= Valle Trita =

Region in Italy

The Valle Trita was a remote area lying beneath the highest peak in the Central Apennines. It was mainly forest and pastureland, classified as a gualdus during the Lombard period. It is famous for the long dispute between its inhabitants and the monastery of San Vincenzo al Volturno in the early Middle Ages.

The Valle Trita belonged to the royal fisc until about 758, when King Desiderius granted it to San Vincenzo about 100 kilometres away. The monastery began collecting as rents the dues (or taxes) formerly owed to the crown. The monks built up an estate in the valley and claimed that the peasants were slaves who did not own the land but owed service to the monastery for their right to it. The peasants claimed that they were free, and could produce precepts (precepta) of the Dukes of Spoleto, the highest local Lombard official, to that effect.
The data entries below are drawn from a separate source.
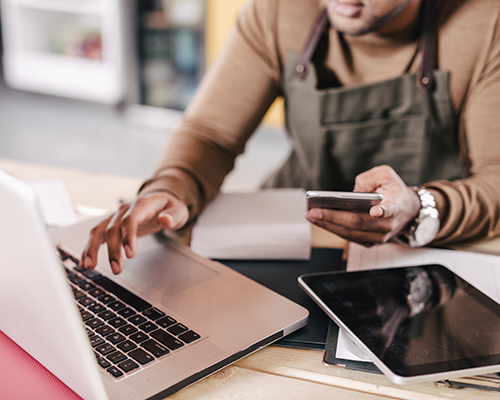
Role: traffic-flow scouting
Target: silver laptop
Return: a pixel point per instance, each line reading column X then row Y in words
column 170, row 319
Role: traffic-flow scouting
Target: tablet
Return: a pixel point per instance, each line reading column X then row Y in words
column 415, row 323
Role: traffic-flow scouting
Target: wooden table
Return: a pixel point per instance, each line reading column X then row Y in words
column 273, row 372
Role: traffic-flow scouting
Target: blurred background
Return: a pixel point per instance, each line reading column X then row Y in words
column 102, row 84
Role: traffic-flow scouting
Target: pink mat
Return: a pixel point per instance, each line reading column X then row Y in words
column 24, row 378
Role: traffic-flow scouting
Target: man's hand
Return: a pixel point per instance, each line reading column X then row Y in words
column 146, row 214
column 384, row 221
In 779, after the Carolingians had replaced the Lombards, the monastery brought the peasants to court to enforce their obedience. It won, but the peasants did not accept the verdict. In 787, Abbot Paul brought a petition to King Charlemagne, who confirmed Desiderius' grant of Trita to the monastery. The peasants were taken to court again that year and in 822, 823, 824, 854, 872 and 873: a total of eight court cases for which records survive in the cartulary of the monastery. The records also indicate a ninth court challenge, for which the proceedings have not survived, took place. San Vincenzo won every trial, but was unable to consistently enforce the rulings in the remote area. After the 854 ruling it had some success in forcing corvée from the peasants, who worked twelve weeks a year for the monastery. In January 873, when the peasants refused to attend court, the army of the Emperor Louis II, which was in the area, rounded them up and brought them to trial. The cold weather had prevented the peasants from taking to higher ground.
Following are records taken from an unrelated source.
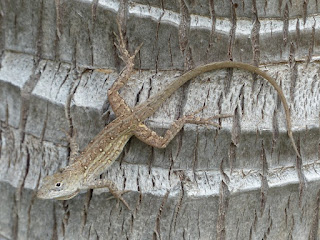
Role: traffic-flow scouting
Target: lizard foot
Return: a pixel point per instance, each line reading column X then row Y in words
column 118, row 195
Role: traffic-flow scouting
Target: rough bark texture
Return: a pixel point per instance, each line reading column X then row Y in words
column 241, row 182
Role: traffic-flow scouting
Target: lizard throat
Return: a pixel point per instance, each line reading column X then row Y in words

In 881 San Vincenzo was sacked by Muslim raiders and lost control over most of its estates for decades. The Valle Trita is not recorded again in the monastic cartulary until 998. Chris Wickham concludes that in all of Europe only at Trita did peasants successfully resist intrusive lordship for a long period before 900. Nevertheless, the peasant resistance of Trita may be only the best chronicled of many cases of remote pastoral communities with a history of independence resisting feudalisation in central Italy. More rare, but better recorded were the wide-ranging and violent revolts of the lower classes, such as the contemporary Saxon Stellinga in 841–42.